草榴社区 Editorial Staff

Apr 05, 2024 / 4 min read

While we don’t yet know the full impact that AI will make on chip design, one thing is for certain: the impact will be far-reaching, with potential to transform engineering productivity and the chips themselves. This transformation comes at an opportune time, given the conflicting pressures of increasing compute demands on chips coupled with engineering talent shortages.

Since we’re in the early stages of this AI journey in the semiconductor industry, there’s no shortage of perspectives and questions raised around the topic. Some of these thoughts were covered during a lunchtime panel that packed a ballroom at the Santa Clara Convention Center on the first day of SNUG Silicon Valley 2024.
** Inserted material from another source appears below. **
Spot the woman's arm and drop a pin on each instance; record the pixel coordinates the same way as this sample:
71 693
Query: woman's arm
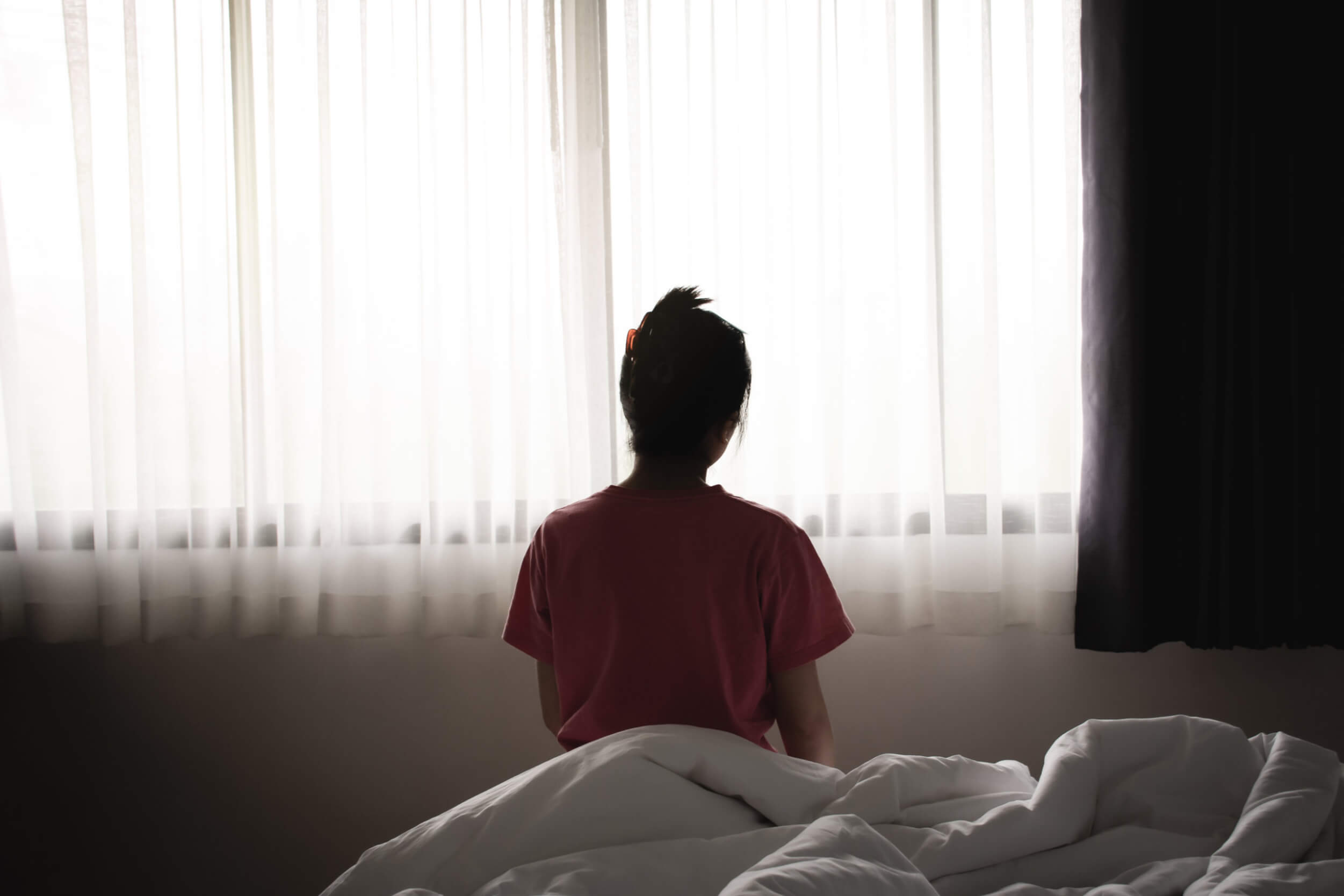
801 711
550 696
Moderated by Dave Altavilla, co-founder and principal analyst at HotTech Vision, “AI-Driven Chip Design: Meeting the Challenges of Tomorrow” featured an esteemed roster of industry experts:

  • Prith Banerjee, CTO, Ansys
  • Silvian Goldenberg, partner and GM, Microsoft
  • Sabyasachi Sengupta, senior director, PDCAD, Intel
  • Kelvin Low, VP, Market Intelligence, Marcom, Strategy and Business Development, Samsung Foundry
  • Thomas Andersen, VP of AI and ML, 草榴社区

Altavilla solicited viewpoints on issues ranging from future possibilities with generative AI (GenAI) to the impact of AI on engineering jobs. Read on for a recap of the panel. 

ai eda tools snug silicon valley 2024

At SNUG Silicon Valley 2024, panelists discussed and debated the impacts and opportunities of AI in chip design.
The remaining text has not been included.